New maritime area consent regime for renewable energy developments comes into effect
The new maritime area consent (MAC) regime for renewable energy developments has come into effect, with the first consents expected to be issued to developers in the second half of 2022.
The new regime enables the minister for the environment to issue MACs on an interim basis pending the establishment of the Maritime Area Regulatory Authority (MARA) in early 2023.
Developers must have a MAC to make an application for permission, to include environmental assessments, to An Bord Pleanála.

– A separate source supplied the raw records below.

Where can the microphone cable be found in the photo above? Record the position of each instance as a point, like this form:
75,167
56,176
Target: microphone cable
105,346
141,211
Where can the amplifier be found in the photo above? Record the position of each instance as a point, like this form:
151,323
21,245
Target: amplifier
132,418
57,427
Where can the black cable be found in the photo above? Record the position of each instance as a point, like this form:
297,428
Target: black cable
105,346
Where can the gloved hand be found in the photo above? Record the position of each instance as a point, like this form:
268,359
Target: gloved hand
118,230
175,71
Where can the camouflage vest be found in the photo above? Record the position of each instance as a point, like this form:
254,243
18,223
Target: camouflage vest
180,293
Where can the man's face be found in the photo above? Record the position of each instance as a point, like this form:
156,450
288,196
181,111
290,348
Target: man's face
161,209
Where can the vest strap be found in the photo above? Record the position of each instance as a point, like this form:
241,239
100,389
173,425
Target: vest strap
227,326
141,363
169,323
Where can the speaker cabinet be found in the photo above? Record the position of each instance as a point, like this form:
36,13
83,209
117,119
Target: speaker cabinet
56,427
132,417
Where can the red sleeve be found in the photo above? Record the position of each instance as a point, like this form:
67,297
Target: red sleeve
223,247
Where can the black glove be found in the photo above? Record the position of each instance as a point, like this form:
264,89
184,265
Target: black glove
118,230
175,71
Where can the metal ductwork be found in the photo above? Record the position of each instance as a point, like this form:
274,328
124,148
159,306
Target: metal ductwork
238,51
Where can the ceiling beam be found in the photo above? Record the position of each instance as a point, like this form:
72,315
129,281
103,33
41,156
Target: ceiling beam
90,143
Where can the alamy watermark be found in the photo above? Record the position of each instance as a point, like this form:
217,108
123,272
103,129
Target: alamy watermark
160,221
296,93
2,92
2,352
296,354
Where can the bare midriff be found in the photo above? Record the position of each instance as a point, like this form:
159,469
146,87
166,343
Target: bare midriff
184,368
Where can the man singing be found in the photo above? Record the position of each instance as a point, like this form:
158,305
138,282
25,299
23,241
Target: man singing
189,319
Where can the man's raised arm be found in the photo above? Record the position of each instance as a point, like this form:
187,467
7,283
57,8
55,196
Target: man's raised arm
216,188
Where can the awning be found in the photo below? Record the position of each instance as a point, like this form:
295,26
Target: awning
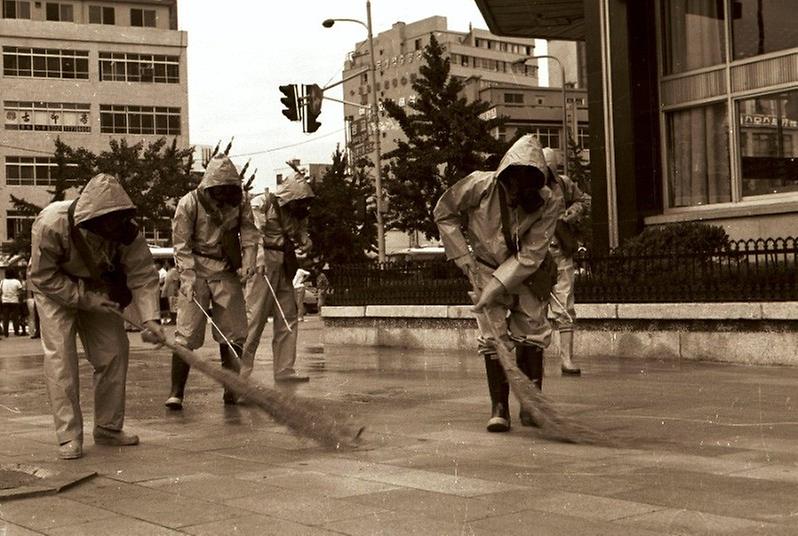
544,19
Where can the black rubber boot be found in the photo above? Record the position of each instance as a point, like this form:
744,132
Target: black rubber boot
230,362
530,360
499,396
180,370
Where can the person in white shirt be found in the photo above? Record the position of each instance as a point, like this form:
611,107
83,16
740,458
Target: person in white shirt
10,290
299,291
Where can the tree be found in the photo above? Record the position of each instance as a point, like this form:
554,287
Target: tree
341,230
155,176
446,140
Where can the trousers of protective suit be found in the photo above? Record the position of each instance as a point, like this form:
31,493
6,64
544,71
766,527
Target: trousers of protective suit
224,295
261,305
106,346
526,323
562,308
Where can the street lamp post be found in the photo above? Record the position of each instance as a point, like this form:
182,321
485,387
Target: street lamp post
376,126
564,141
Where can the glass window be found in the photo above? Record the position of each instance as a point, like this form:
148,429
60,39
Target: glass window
762,26
769,143
693,34
698,156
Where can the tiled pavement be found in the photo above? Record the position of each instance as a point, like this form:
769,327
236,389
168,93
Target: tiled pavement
698,449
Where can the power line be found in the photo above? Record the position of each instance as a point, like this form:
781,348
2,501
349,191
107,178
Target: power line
290,145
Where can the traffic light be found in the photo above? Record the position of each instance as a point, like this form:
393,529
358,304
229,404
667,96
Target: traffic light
313,97
290,102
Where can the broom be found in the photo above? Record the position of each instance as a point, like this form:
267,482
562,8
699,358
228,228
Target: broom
289,410
553,425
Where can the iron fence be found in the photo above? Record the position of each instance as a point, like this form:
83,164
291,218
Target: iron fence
746,270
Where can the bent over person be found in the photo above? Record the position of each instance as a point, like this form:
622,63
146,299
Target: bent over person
496,226
284,231
215,245
88,260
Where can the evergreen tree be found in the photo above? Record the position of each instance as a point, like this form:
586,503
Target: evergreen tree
341,230
154,177
446,140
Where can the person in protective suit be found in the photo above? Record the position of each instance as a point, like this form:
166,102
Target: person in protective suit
215,243
89,260
497,226
284,232
573,204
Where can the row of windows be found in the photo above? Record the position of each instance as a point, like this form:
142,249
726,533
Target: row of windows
30,171
45,63
128,119
503,46
130,67
74,64
71,117
65,12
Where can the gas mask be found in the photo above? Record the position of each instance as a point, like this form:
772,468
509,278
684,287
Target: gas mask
226,194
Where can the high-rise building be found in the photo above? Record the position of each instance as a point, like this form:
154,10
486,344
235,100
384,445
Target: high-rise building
87,72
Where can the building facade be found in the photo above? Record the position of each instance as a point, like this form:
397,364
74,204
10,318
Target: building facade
87,72
693,109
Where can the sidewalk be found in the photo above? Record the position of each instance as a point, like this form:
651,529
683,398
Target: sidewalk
705,449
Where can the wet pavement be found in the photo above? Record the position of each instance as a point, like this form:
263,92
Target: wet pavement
698,448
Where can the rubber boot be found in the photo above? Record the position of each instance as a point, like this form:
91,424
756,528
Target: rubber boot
230,362
567,367
530,361
499,395
180,370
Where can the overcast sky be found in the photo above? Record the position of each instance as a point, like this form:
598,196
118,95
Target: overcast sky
239,51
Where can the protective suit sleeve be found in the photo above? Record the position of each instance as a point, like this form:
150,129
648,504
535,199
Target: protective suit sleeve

Under the interim measures in the Maritime Area Planning Act 2021, the minister can assess the first batch of MAC applications from a set of seven qualified offshore renewable energy (ORE) projects:
- Oriel Wind Park
- RWE (previously Innogy Renewables), (2 projects – Bray and Kish Banks)
- Codling Wind Park (2 projects – Codling I and Codling II)
- Fuinneamh Sceirde Teoranta (Skerd Rocks)
- North Irish Sea Array Ltd (North Irish Sea Array)
Environment minister Eamon Ryan said: “Never has it been more vital that we use our vast offshore wind resource to create renewable energy and ensure the security of our own energy supply.
“The development of our offshore wind energy capacity will lessen, and eventually eradicate our dependence on imported fossil fuels, and bring an unprecedented reduction in CO2 emissions for a climate neutral future.
“Today marks a tangible milestone in our journey towards 80 per cent renewable electricity by 2030, as set out in the climate action plan. The door is now open for a number of developers to progress their offshore wind energy projects. We are seizing this opportunity to shape our own future, and move closer to energy independence.”